No setor de bebidas, a tripla estrutura de hélice do colágeno é termicamente lábil e desempenha uma função significativa como agente clarificador em bebidas alcoólicas turvas por agregação de levedura e outras partículas insolúveis. As soluções de colágeno bovino se mostraram positivas no refinamento de cervejas e preparações de leveduras por modificação química.
O colágeno hidrolisado de peixe também pode ser adicionado em bebidas, como suco de laranja, por exemplo, apresentando melhora nas propriedades nutricionais e funcionais com maior teor de proteínas, biodisponibilidade e baixa viscosidade, além de alta solubilidade na água. Em bebidas lácteas fermentadas, a adição de colágeno hidrolisado como ingrediente funcional apresenta baixa sinérese e sedimentação, com boas propriedades físico-químicas e microbiológicas, além de afetar positivamente a viscosidade.
Atualmente, as bebidas com infusão de colágeno são uma tendência no mercado global e estão disponíveis em formulações que incluem colágeno de soja, colágeno de cacau, colágeno de cappuccino, suco com colágeno, entre outras.
A fibra de colágeno é outro ingrediente de interesse para a indústria de alimentos e bebidas. Obtida a partir do colágeno em sua forma bruta, estabilizada termicamente é uma alternativa natural para os emulsificantes sintéticos, principalmente em produtos ácidos, sendo usada em formulações de alimentos, tais como produtos de confeitaria e refrigerantes.
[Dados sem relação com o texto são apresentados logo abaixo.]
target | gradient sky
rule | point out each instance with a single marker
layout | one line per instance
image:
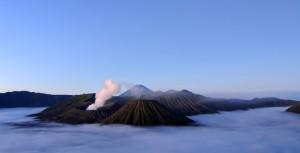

A fibra de colágeno estabilizada ao calor pode ser uma alternativa natural aos emulsificantes sintéticos para uso em formulações ácidas de alimentos e bebidas.
Da mesma forma, os peptídeos de colágeno são ingredientes funcionais de fácil aplicação na indústria alimentícia. Estes compostos polímeros, que apresentam de oito a nove aminoácidos essenciais, são de grande importância para a engenharia de alimentos, pois além de oferecem amplos benefícios à saúde, são versáteis para inclusão em produtos alimentícios.
Devido a sua alta digestibilidade, rápida dispersão e solubilidade instantânea, o colágeno pode ser incorporado a uma multiplicidade de alimentos e está presente em uma multiplicidade de aplicações, como barras de cereais, para a redução do teor de açúcar, iogurtes para a redução do teor de gordura, sorvetes para conferir uma maior cremosidade, reduzindo a formação de cristais de gelo, nos shakes para o enriquecimento proteico, nos chocolates para a redução de gordura e em bebidas para a clarificação e também enriquecimento proteico das mesmas, como tripa reconstituída para embutidos e como agente estabilizador em emulsões cárneas. O colágeno também pode ser encontrado em bebidas funcionais, complexos vitamínicos, cápsulas e gomas. Há, ainda, a sua versão em pó, que pode ser misturada em sucos e shakes, entre muitas outras aplicações.
O colágeno também pode ser utilizado como filme e/ou revestimento comestível, tendo como principal aplicação a proteção contra a migração de oxigênio, umidade e solutos, proporcionando integridade estrutural e permeabilidade ao vapor aos produtos alimentícios. Além disso, os filmes comestíveis em produtos alimentícios têm grande perspectiva de prolongar a vida útil dos alimentos.
Na forma de filme ou revestimento, o colágeno também pode funcionar como transportador de substâncias ativas, como antioxidantes, antimicrobianos, corantes e sabores.